At Maggie Daley Park, Ordower is busy coordinating the installation of more than 4,000 shrubs, 43,000 perennials and 283,000 square feet of sod in a park that is built on top of an underground parking garage.
She is quick to point out that the landscape she is installing is not her design. Ordower is executing the concepts of Michael van Valkenburgh, the highly regarded landscape architect whose projects can be seen in Boston, Miami Beach, New York, Dallas and many other cities. She is responsible for making sure that construction of Maggie Daley Park follows his design drawings and specifications, right down to the last “Tulipa Maggie Daley,” a tulip named in Daley’s honor.
“I’m treating this like any other project, big or small, doing my best, following the plans,” Ordower said. “It’s fun to watch it develop.”
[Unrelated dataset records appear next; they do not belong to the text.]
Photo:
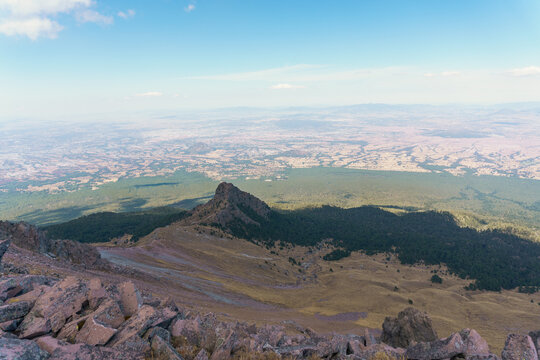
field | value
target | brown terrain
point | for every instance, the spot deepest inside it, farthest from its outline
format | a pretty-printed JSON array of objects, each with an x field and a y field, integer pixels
[{"x": 181, "y": 292}]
“I didn’t know it existed”
A native of Glencoe, Ill., Ordower started her post-graduate career not too far from the park she is working on now. She was a front-desk clerk at the Hilton Chicago Hotel. A classics major at Tufts University, she admits to graduating with “no idea” about what she would do next. She liked to ski, so she moved to Breckenridge where she again worked in a hotel. She had always liked flowers and architecture, so she had an open mind when a friend suggested she go back to school to study landscape architecture.
“I said, ‘Okay, but what’s that?’ I had never heard of [landscape architecture]. I didn’t know it existed,” Ordower said.
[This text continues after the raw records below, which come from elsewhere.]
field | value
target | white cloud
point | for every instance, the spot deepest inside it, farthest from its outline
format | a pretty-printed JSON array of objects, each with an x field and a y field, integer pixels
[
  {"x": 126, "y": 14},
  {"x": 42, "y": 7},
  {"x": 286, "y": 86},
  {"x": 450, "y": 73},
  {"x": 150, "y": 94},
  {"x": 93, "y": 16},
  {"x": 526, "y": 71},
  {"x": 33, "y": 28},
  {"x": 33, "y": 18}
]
Not only did it exist, but she was living in a state where she could attend the Master of Landscape Architecture (MLA) program at CU Denver.
“She found her calling”
That was 1999, and to this day, Ordower sounds a little surprised and very grateful she was accepted into the program with an application portfolio that consisted of pictures she had taken on world travels.
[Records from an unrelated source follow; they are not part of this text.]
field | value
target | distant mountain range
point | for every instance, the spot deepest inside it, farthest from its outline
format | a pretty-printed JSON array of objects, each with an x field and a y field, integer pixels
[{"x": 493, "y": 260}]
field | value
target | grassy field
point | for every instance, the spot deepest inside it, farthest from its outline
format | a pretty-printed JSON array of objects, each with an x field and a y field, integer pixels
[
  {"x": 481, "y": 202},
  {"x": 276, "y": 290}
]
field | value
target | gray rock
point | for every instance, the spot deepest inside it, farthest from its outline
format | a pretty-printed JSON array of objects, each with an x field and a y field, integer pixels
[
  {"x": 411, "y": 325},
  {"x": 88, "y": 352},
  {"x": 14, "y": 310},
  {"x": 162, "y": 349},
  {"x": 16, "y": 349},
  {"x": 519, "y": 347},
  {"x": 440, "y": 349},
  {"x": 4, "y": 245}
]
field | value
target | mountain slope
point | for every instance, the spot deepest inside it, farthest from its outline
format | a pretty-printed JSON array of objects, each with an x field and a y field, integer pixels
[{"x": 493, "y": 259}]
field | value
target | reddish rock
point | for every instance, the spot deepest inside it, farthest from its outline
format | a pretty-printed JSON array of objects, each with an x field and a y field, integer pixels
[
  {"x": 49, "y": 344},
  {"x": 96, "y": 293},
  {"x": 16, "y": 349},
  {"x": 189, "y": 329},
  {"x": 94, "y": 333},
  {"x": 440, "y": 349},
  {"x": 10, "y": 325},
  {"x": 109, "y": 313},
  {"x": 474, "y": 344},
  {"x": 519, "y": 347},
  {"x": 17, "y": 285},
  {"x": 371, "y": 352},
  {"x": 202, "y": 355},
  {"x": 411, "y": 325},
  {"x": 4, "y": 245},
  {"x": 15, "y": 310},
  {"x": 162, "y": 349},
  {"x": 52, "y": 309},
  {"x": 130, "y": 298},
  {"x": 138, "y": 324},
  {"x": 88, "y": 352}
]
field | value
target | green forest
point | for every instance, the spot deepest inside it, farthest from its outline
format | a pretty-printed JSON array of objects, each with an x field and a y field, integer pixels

Her first semester was a “roller coaster.” She had no architectural background, she didn’t know the terminology and she couldn’t draw.
“Everyone else in my class was an artist or had architectural training,” Ordower said. “It was very hard. I would call my parents and say, ‘I’m going to quit.’”
Ordower credits Lois Brink, her first studio professor, with keeping her in school. “She is a great teacher,” she said. “She kept you going even though you had no idea what you were doing.”
By the time she had finished the program, Ordower says she “had found her calling.”
“It’s a very good program”
After graduation, Ordower moved back to Chicago and joined Site Design Group, where she would spend the next decade working on public projects, including playgrounds, landscaping for new libraries and schools and streetscape work. She loved seeing projects move from design to reality. When the company downsized at the tail end of the recession, Ordower found herself on the freelance market, learning new skills and doing smaller projects.
“Finally, I decided, ‘I guess I will just have to go out on my own,’” she said. “I started my own business.”
Briar Patch Landscaping, a landscape contractor Ordower partners with, won the Maggie Daley Park contract, which led Ordower to her current mission—finding nearly 300,000 square feet of sod (she got it from one place) and thousands of shrubs and perennials (they came from 17 nurseries). When it’s finished, the park will include a three-acre play garden, a café, a rock-climbing park, a seasonal ice-skating pond nestled in an evergreen grove and comfortable gathering spaces for parents and caregivers.
The skills that Ordower has used to succeed in Chicago, with its long and distinguished history of wonderful architecture and landscape architecture, took root during her time in CU Denver’s MLA program. “It’s a very good program,” she said. “I learned how to collaborate, to receive feedback and to give feedback. In the real world you are always working with architects, engineers and other landscape architects. I had good practice doing that.”